## Support lib

In [None]:
import numpy as np
import pandas as pd
import re
import matplotlib.pyplot as plt
import matplotlib

%load_ext sql
%sql mysql+pymysql://root:Wqs977107@localhost/HW3_GOT_Raw
from sqlalchemy import create_engine

## Non-negative Matrix Factorization

In [None]:
class Matrix_Factor:
    def __init__(self, file_name, k):
        # initialize all the instance variables in class Matrix_Factor with reading from input file_name
        # file_name: path of data file to read
        # vocab: dictionary of all the vocabularies that appear in given document
        # document: indexes of vocabularies combined with the frequency of appearance in each document, seperated by \t
        # vlength: total number of vocabularies
        # dlength: total number of documents
        # X: calculate frequency matrix (vlength × dlength) by given document
        # k: the total number of top vocabularies in each topic

        self.vocab = self.read_file(file_name[0], seq=0)
        self.document = self.read_file(file_name[1], seq=1)
        self.vlength = len(self.vocab)
        self.dlength = len(self.document)
        self.X = self.generate_X()
        self.k = k

    def read_file(self, file_name, seq):
        # read file with file_name and return nparray format, remove encoding prefix \ufeff and last newline in file
        # parameter lists:
        # ------------------------------------------------------
        # file_name: path of the file to read
        # seq: number to differ input file, 0 as vocabulary file and 1 as document file

        with open(file_name, 'r', encoding='utf-8') as text:
            words = text.read()

        if seq:
            return np.array(words.replace('\ufeff', '').split('\n')[:-1])
        else:
            return np.array(words.replace('\ufeff', '').split('\n'))

    def generate_X(self):
        # calculate the frequency matrix (vlength × dlength) by given vocab and document

        X = np.zeros((self.vlength, self.dlength))
        for doc in range(self.dlength):
            index, value = [], []

            pair = re.split(',|:', self.document[doc])
            index = [int(i) - 1 for i in pair[::2]]
            value = [int(i) for i in pair[1::2]]

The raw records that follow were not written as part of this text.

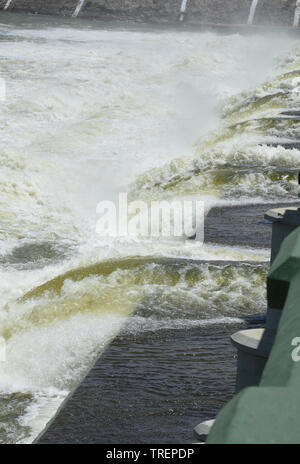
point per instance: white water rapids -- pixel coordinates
(89, 110)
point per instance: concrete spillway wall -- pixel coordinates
(272, 12)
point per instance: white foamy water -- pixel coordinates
(91, 112)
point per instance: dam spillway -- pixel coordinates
(267, 12)
(88, 107)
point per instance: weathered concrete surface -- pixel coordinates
(270, 413)
(50, 7)
(272, 12)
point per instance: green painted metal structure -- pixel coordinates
(270, 413)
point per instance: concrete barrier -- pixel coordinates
(270, 413)
(270, 12)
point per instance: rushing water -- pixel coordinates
(92, 110)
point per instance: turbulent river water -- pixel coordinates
(92, 110)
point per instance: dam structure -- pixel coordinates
(228, 12)
(128, 341)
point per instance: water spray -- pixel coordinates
(7, 4)
(252, 11)
(297, 14)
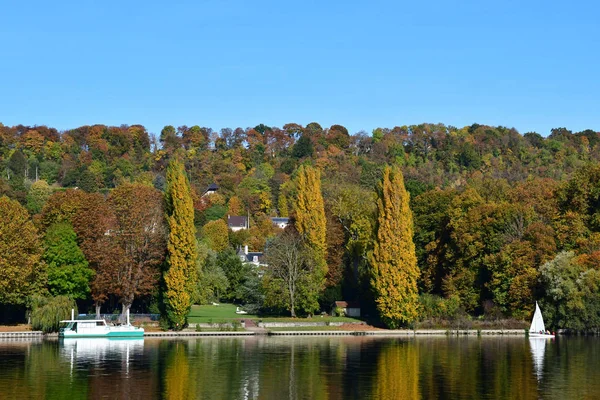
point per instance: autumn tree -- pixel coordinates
(180, 276)
(140, 234)
(393, 261)
(38, 194)
(216, 235)
(235, 206)
(289, 277)
(21, 272)
(68, 271)
(93, 221)
(310, 220)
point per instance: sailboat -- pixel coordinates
(538, 329)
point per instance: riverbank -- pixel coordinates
(301, 332)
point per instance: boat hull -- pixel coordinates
(540, 335)
(127, 334)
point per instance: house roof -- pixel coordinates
(250, 256)
(347, 304)
(237, 221)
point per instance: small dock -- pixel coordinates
(197, 334)
(21, 335)
(403, 332)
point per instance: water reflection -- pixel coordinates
(296, 368)
(100, 350)
(538, 348)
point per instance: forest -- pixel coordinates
(416, 223)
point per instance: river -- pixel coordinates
(302, 368)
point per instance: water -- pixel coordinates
(302, 368)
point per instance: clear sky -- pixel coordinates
(532, 65)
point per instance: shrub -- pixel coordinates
(47, 312)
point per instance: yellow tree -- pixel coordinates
(310, 221)
(394, 271)
(21, 271)
(310, 211)
(180, 277)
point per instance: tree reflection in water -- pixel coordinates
(300, 367)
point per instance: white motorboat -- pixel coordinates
(88, 328)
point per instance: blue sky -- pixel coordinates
(363, 64)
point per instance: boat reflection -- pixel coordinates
(538, 349)
(100, 350)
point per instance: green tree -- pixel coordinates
(47, 312)
(393, 261)
(236, 271)
(212, 281)
(21, 272)
(310, 218)
(289, 277)
(68, 271)
(87, 181)
(180, 277)
(139, 234)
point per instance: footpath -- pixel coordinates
(252, 330)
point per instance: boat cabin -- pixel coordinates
(84, 326)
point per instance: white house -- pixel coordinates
(212, 188)
(236, 223)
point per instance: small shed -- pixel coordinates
(346, 308)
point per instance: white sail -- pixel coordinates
(537, 325)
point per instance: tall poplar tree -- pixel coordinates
(180, 276)
(310, 220)
(394, 271)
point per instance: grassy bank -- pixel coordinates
(226, 313)
(216, 314)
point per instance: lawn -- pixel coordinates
(215, 314)
(316, 318)
(226, 312)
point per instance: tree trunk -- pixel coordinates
(126, 308)
(292, 308)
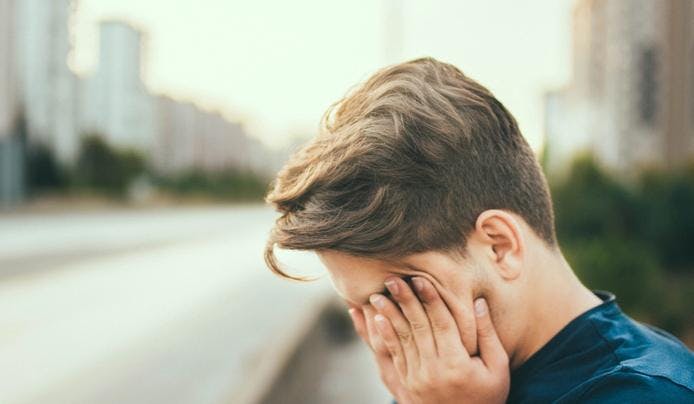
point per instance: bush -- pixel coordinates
(631, 238)
(106, 170)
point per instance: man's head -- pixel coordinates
(419, 169)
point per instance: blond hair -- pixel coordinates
(404, 164)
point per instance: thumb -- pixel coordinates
(491, 351)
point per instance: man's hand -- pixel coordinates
(419, 351)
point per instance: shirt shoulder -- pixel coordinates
(625, 385)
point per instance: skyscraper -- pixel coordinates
(631, 99)
(116, 102)
(11, 147)
(47, 86)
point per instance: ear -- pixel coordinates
(500, 233)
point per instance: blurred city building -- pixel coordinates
(47, 86)
(115, 101)
(11, 155)
(631, 98)
(44, 103)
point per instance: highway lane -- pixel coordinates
(87, 298)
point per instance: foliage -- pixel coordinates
(104, 169)
(228, 185)
(632, 238)
(44, 173)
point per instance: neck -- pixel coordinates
(557, 297)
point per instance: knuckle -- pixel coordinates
(418, 326)
(404, 335)
(440, 326)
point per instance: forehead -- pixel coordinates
(356, 278)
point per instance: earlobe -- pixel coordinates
(501, 232)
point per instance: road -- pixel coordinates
(121, 306)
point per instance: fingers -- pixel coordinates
(461, 308)
(359, 322)
(491, 351)
(415, 315)
(375, 340)
(392, 343)
(401, 327)
(387, 356)
(443, 327)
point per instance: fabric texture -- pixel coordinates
(604, 356)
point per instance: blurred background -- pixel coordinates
(137, 139)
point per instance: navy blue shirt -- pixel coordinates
(604, 356)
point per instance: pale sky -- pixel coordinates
(277, 65)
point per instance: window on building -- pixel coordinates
(648, 85)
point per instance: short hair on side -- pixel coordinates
(403, 164)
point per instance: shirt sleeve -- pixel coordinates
(633, 387)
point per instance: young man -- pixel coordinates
(434, 220)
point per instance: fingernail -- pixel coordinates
(392, 286)
(377, 301)
(480, 307)
(418, 284)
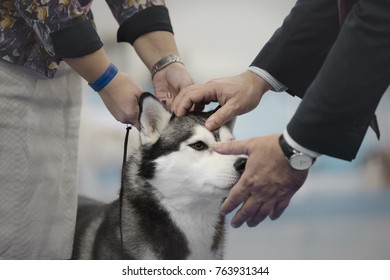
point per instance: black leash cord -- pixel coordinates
(122, 186)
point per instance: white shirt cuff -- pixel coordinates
(275, 84)
(298, 147)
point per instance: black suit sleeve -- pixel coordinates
(298, 48)
(338, 106)
(341, 74)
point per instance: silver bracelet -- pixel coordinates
(164, 62)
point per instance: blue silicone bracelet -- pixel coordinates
(104, 79)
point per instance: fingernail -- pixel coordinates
(217, 146)
(210, 124)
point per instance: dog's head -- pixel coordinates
(177, 154)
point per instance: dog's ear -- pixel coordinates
(154, 117)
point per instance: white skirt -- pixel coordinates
(39, 126)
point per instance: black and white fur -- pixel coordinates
(174, 185)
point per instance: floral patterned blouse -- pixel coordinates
(26, 27)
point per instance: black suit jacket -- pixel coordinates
(341, 73)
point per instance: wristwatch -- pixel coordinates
(297, 160)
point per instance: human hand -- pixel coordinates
(169, 81)
(236, 95)
(267, 184)
(121, 97)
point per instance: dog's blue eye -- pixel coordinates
(199, 146)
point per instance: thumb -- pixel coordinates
(220, 117)
(231, 147)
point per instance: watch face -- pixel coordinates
(301, 161)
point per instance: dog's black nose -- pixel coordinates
(239, 165)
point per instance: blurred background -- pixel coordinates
(343, 209)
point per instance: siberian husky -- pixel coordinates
(174, 185)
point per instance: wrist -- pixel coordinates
(298, 160)
(165, 62)
(104, 79)
(259, 85)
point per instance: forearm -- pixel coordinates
(153, 46)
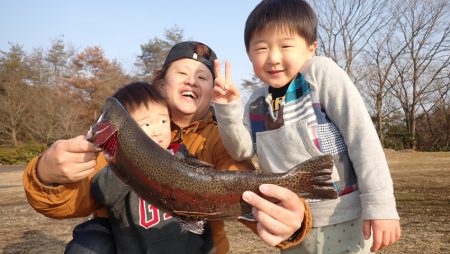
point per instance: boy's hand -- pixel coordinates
(224, 91)
(276, 222)
(67, 161)
(385, 233)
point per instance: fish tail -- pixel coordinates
(319, 183)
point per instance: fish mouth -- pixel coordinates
(103, 134)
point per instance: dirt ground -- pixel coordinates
(422, 189)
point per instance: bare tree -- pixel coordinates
(425, 29)
(14, 98)
(345, 27)
(381, 53)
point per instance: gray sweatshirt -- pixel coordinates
(322, 113)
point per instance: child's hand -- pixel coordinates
(385, 233)
(224, 91)
(276, 222)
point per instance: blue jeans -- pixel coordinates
(92, 237)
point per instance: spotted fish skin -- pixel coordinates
(189, 189)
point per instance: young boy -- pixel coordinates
(137, 226)
(310, 107)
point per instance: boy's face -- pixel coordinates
(188, 86)
(277, 55)
(155, 121)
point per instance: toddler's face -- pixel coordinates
(155, 121)
(278, 55)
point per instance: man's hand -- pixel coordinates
(67, 161)
(224, 91)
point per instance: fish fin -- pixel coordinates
(247, 217)
(194, 226)
(194, 214)
(197, 163)
(320, 183)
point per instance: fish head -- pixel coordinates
(103, 133)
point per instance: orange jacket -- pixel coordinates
(201, 139)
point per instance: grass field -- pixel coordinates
(422, 190)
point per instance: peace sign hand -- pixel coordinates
(224, 91)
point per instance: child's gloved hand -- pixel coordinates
(224, 91)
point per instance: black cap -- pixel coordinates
(192, 50)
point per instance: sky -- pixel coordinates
(120, 27)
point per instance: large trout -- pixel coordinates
(189, 189)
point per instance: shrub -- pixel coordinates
(20, 154)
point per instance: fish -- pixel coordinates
(190, 189)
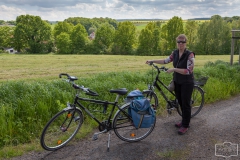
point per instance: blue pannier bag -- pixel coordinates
(141, 111)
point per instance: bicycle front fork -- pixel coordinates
(171, 105)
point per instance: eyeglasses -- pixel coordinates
(181, 41)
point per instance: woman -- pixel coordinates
(183, 63)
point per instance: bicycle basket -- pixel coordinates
(201, 81)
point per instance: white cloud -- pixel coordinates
(118, 9)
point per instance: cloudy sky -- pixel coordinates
(58, 10)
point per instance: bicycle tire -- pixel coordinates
(61, 129)
(152, 97)
(197, 101)
(125, 129)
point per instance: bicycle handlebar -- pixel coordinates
(71, 79)
(163, 68)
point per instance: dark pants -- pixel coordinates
(183, 93)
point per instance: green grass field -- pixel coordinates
(27, 67)
(31, 91)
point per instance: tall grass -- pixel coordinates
(25, 107)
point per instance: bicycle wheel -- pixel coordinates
(152, 97)
(61, 129)
(197, 101)
(124, 128)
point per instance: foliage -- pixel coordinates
(104, 37)
(78, 39)
(32, 33)
(149, 40)
(212, 36)
(191, 29)
(174, 28)
(125, 38)
(63, 43)
(61, 27)
(6, 34)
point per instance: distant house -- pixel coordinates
(10, 50)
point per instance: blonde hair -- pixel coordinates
(183, 36)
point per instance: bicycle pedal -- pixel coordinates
(95, 137)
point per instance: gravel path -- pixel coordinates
(215, 124)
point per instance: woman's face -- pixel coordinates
(181, 43)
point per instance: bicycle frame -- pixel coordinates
(77, 102)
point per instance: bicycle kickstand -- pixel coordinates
(95, 136)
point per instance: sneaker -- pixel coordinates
(178, 125)
(182, 130)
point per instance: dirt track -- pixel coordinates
(215, 124)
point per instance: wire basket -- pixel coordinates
(201, 81)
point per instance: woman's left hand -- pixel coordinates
(170, 70)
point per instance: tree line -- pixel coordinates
(71, 36)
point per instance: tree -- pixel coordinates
(149, 40)
(32, 33)
(174, 28)
(61, 27)
(125, 38)
(202, 41)
(218, 36)
(104, 37)
(191, 29)
(78, 38)
(63, 43)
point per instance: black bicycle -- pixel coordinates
(197, 99)
(62, 127)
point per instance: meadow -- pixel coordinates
(30, 67)
(31, 91)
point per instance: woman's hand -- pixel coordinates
(171, 70)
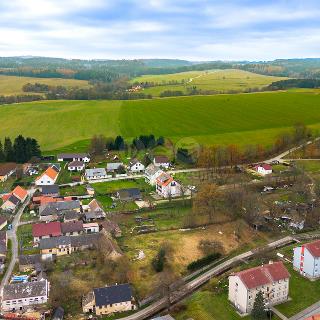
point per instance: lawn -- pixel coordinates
(220, 119)
(217, 80)
(11, 85)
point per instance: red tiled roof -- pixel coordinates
(313, 248)
(19, 192)
(259, 276)
(46, 229)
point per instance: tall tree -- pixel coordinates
(258, 312)
(2, 156)
(8, 150)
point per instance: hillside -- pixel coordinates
(12, 85)
(215, 80)
(242, 119)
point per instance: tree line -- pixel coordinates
(20, 150)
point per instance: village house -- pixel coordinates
(69, 157)
(152, 173)
(136, 166)
(3, 248)
(129, 194)
(271, 279)
(111, 227)
(50, 190)
(19, 296)
(306, 259)
(107, 300)
(7, 170)
(167, 187)
(46, 230)
(30, 262)
(263, 169)
(13, 199)
(91, 227)
(96, 174)
(114, 166)
(162, 162)
(76, 166)
(48, 177)
(3, 222)
(50, 248)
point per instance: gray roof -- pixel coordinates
(56, 207)
(129, 194)
(96, 172)
(152, 169)
(73, 241)
(114, 166)
(25, 290)
(31, 259)
(113, 294)
(50, 189)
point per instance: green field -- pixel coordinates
(221, 119)
(217, 80)
(11, 85)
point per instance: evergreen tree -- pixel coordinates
(19, 149)
(2, 157)
(8, 150)
(258, 312)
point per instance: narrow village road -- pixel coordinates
(12, 235)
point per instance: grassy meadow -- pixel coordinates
(221, 119)
(12, 85)
(218, 80)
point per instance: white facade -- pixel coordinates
(45, 180)
(26, 300)
(136, 167)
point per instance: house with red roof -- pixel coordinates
(48, 177)
(167, 187)
(306, 259)
(46, 230)
(263, 169)
(271, 279)
(14, 198)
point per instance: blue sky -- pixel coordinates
(186, 29)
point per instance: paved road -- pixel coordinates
(12, 235)
(193, 285)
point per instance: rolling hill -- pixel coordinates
(242, 119)
(217, 80)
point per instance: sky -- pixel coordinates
(185, 29)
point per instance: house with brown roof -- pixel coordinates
(48, 177)
(306, 259)
(271, 279)
(167, 187)
(7, 170)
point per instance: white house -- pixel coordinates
(49, 177)
(151, 174)
(91, 227)
(76, 166)
(271, 279)
(263, 169)
(108, 300)
(136, 166)
(167, 187)
(19, 296)
(306, 259)
(162, 162)
(96, 174)
(84, 157)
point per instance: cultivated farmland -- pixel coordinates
(12, 85)
(216, 80)
(242, 118)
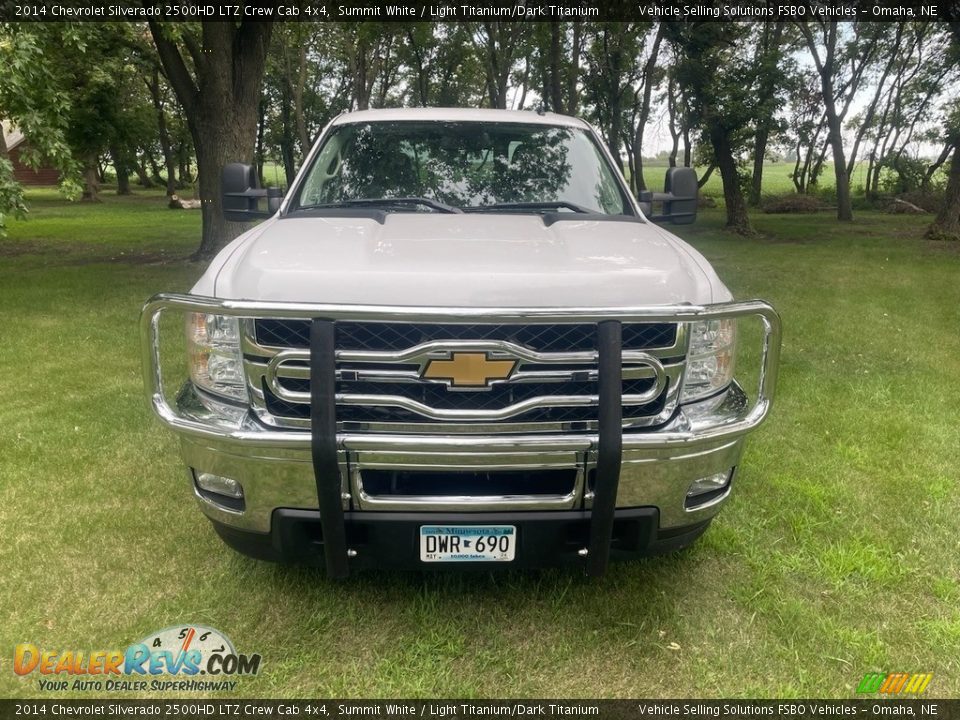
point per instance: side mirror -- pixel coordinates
(679, 198)
(241, 194)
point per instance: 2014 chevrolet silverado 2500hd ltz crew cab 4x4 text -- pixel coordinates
(458, 340)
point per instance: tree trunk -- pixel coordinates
(648, 70)
(122, 169)
(220, 102)
(91, 181)
(169, 158)
(770, 45)
(574, 77)
(556, 92)
(825, 68)
(844, 204)
(737, 219)
(946, 226)
(143, 176)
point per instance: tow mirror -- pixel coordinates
(678, 199)
(242, 193)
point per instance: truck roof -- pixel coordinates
(458, 115)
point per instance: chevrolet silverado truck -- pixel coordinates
(457, 340)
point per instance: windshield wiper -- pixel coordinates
(379, 202)
(547, 205)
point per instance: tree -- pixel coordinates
(947, 223)
(216, 72)
(842, 67)
(613, 54)
(720, 85)
(771, 70)
(34, 98)
(499, 45)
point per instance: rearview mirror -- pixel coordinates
(678, 199)
(242, 193)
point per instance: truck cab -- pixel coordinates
(459, 341)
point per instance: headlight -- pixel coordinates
(214, 357)
(710, 358)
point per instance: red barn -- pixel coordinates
(16, 143)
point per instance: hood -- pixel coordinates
(471, 260)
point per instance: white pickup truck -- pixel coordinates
(458, 340)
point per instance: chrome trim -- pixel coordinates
(241, 433)
(275, 477)
(256, 374)
(503, 413)
(468, 503)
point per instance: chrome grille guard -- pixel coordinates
(298, 438)
(325, 443)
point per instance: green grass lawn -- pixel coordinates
(776, 178)
(837, 555)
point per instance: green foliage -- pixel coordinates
(790, 203)
(836, 554)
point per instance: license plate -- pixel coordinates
(467, 543)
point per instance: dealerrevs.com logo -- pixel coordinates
(181, 658)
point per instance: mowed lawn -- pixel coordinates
(838, 554)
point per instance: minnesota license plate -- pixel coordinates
(467, 543)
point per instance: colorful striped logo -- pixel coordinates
(894, 683)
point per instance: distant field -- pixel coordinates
(776, 178)
(837, 555)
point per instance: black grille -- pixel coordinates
(437, 396)
(401, 336)
(482, 482)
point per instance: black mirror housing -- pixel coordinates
(241, 194)
(679, 198)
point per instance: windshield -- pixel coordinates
(472, 166)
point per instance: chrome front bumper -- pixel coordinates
(278, 469)
(274, 477)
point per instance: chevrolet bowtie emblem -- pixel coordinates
(469, 370)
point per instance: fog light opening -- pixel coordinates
(707, 490)
(219, 490)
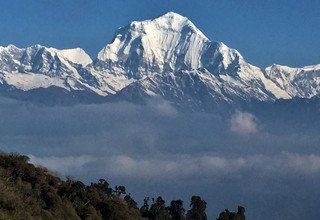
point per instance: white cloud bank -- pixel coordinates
(184, 167)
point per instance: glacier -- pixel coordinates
(166, 57)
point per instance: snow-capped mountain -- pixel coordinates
(166, 57)
(41, 67)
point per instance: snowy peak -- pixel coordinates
(77, 55)
(168, 43)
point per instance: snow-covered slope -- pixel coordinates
(166, 57)
(41, 67)
(298, 82)
(151, 50)
(77, 56)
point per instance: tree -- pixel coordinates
(158, 210)
(198, 209)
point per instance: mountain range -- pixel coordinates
(166, 57)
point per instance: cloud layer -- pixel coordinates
(263, 161)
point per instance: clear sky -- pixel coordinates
(265, 32)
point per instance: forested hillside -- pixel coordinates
(30, 192)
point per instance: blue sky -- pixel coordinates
(265, 32)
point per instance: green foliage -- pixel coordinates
(29, 192)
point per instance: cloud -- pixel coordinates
(63, 165)
(243, 123)
(182, 167)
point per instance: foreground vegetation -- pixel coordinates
(29, 192)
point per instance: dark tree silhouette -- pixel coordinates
(227, 215)
(198, 209)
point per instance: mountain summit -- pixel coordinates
(166, 57)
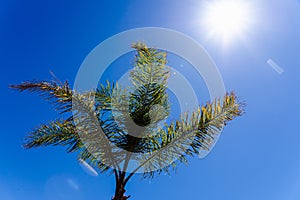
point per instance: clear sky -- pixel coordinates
(257, 156)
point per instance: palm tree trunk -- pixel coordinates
(120, 189)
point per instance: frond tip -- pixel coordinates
(188, 136)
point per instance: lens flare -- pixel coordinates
(227, 19)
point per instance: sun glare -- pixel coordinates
(227, 19)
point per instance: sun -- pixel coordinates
(227, 19)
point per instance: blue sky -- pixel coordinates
(257, 156)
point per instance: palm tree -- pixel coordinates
(111, 128)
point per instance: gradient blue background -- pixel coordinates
(257, 157)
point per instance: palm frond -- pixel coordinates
(186, 137)
(60, 94)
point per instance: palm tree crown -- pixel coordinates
(115, 129)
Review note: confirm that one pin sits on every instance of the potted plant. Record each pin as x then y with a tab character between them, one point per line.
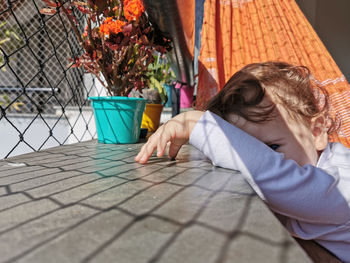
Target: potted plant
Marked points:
159	75
119	42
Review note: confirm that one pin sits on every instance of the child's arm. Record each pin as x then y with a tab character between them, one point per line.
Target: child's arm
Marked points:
305	193
176	132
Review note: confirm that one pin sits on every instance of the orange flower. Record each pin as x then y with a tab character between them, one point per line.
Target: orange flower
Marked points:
109	26
133	9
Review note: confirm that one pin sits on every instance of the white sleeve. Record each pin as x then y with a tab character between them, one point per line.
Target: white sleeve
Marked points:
304	193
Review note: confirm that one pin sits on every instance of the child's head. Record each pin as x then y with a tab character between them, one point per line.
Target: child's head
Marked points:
278	104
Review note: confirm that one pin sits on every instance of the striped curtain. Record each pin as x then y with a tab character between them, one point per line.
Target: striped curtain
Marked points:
239	32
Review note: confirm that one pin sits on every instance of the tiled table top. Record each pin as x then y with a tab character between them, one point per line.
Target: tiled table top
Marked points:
91	202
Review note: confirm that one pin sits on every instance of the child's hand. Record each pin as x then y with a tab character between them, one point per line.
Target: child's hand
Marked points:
176	131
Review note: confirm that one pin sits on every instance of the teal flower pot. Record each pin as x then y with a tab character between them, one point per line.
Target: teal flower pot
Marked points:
118	119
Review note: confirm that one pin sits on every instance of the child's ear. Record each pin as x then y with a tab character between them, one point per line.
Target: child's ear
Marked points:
319	131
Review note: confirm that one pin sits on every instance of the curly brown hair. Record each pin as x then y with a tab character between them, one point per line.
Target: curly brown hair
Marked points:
287	85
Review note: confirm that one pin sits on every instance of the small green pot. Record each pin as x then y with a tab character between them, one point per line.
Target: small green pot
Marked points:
118	119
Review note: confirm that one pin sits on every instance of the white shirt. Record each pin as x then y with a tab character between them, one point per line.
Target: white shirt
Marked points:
314	200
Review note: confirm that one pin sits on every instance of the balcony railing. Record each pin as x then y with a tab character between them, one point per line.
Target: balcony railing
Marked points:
40	92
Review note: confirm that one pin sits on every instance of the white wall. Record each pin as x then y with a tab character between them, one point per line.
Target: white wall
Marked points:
37	132
331	21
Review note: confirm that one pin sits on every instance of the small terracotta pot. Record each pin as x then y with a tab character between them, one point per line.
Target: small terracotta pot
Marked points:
151	117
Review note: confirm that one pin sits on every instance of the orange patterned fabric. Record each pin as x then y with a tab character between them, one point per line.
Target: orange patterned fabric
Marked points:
187	14
239	32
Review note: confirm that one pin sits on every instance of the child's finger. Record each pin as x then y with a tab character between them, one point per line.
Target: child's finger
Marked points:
161	145
145	152
174	149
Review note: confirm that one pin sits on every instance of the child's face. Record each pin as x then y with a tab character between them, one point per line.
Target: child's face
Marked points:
286	135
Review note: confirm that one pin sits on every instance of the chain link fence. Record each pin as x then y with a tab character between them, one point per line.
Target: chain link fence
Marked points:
43	100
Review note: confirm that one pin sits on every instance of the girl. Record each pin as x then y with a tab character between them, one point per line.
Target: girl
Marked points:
271	124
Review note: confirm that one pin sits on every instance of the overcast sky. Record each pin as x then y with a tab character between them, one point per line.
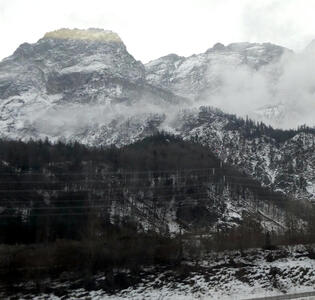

            X[index, doc] += value

        return X

    def NMF(self, rank=25, iteration=100, eps=10 ** (-16)):
        # factorize given matrix X by rank, iteration and eps
        # parameter list:
        # --------------------------------------------
        # rank: the total number of topics to be calculated by NMF
        # iteration: total iteration times
        # eps: the minimum value used to avoid 0/0

        N = self.X.shape[0]
        M = self.X.shape[1]

        # we initialize W and H with uniform(1,2) here, distribution can be changed with user definition
        W = np.random.uniform(1, 2, [N, rank])
        H = np.random.uniform(1, 2, [rank, M])
        obj = []

        for t in range(iteration):
            # update H
            mid = self.X / (W @ H + eps)
            Wt = W.T / np.sum(W.T, axis=1).reshape(-1, 1)
            H *= (Wt @ mid)

            # update W
            mid = self.X / (W @ H + eps)
            Ht = H.T / np.sum(H.T, axis=0).reshape(1, -1)
            W *= (mid @ Ht)

            obj.append(np.sum(self.X * np.log(1 / (W @ H + eps)) + W @ H))

        return W, H, obj

    def top_k(self, W):
        # calculate top k vocabularies with largest weights in each topic, given weights by each column in W
        # parameter list:
        # --------------------------------------------
        # W: matrix after NMF with dimension vlength × rank, i-th row in W represent the weight of i-th vocabulary

        W_norm = (W / np.sum(W, axis=0))

        top = []
        seq = [i for i in range(W_norm.shape[0])]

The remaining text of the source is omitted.